Statistical Analysis
Pharmacokinetic parameters (AUC, Cmax, t, CL/F, V/F, and CLr) were compared by use of analysis of variance (ANOVA) on the log-transformed data, with renal function group as a fixed effect, followed by pairwise comparisons between the normal renal function group and each of the RI groups. Statistical comparisons of tmax between renal function groups were performed using the nonparametric Wilcoxon rank sum test. Subsequently, the data from subjects with normal renal function or mild RI were combined to form a reference point. The geometric mean ratio for drug exposure (Cmax and AUC), along with 90% confidence intervals (CIs) for the ratio, was calculated between moderate RI, severe RI, or ESRD and the combined group (Normal + Mild RI, CLCr 50 mL/min). Comparisons of pharmacokinetic parameters for ESRD subjects on a nondialysis day with those on a dialysis day were performed using the paired t test (AUC, Cmax, t) or the Wilcoxon signed rank test (tmax). The relationship between CLCr and each of the parameters (Cmax, AUCt, AUC, t, CL/F, V/F, CLr, and % dose) was assessed by linear regression analyses.
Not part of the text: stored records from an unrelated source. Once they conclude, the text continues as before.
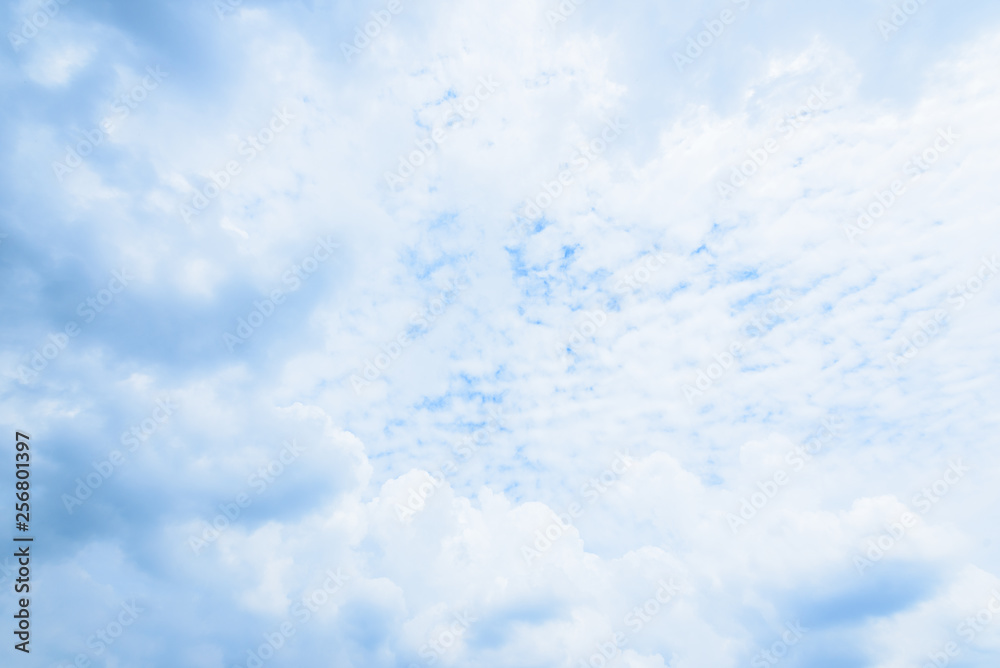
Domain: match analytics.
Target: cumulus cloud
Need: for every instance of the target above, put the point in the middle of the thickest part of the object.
(453, 334)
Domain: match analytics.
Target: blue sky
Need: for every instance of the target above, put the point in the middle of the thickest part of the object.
(543, 334)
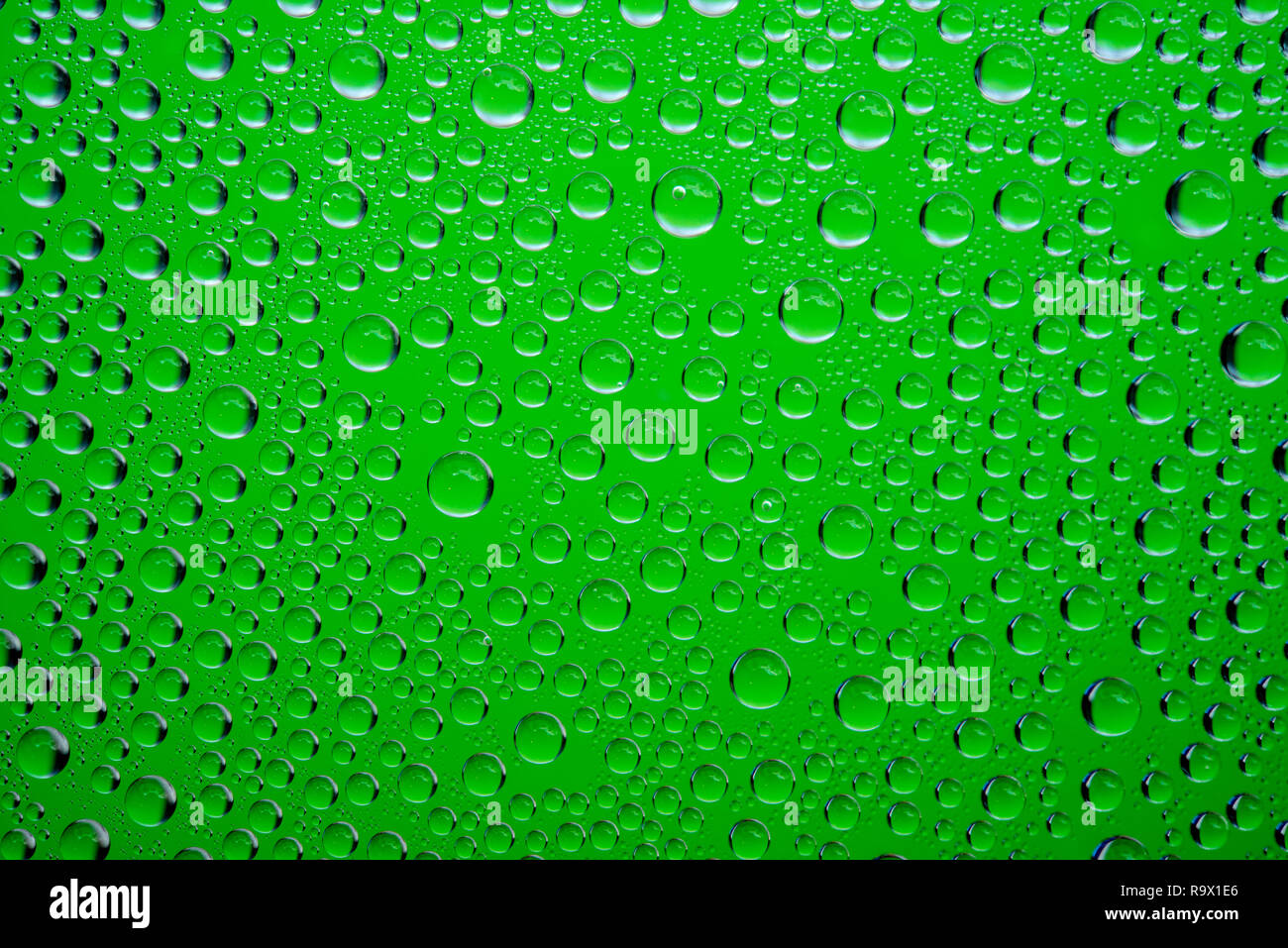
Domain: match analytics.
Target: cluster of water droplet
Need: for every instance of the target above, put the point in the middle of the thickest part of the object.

In standard clinical practice, CLCr are usually estimated by the Cockcroft-Gault formula: CLCr = [(140 - age) x body weight]/(72 x serum creatinine level) x (0.85 for women).21 Thus, in addition to the CLCr measured from a 24-hour urine collection, the CLCr estimated by the Cockcroft-Gault formula was also used to classify renal function for calculating the geometric mean ratio and used as an independent variable for linear regression analyses.
Simulation
Based on the dose proportionality of lenalidomide observed in healthy subjects15 and MM patients,16 the single-dose plasma concentration-time data obtained from each renal function group were normalized to the concentrations at the recommended dose using the following equation: normalized concentration = actual concentration at 25 mg/25 x recommended dose (mg). The steady-state plasma concentration-time profiles at the recommended dosing regimen were simulated from the normalized single-dose data using the nonparametric superposition principle (WinNonlin).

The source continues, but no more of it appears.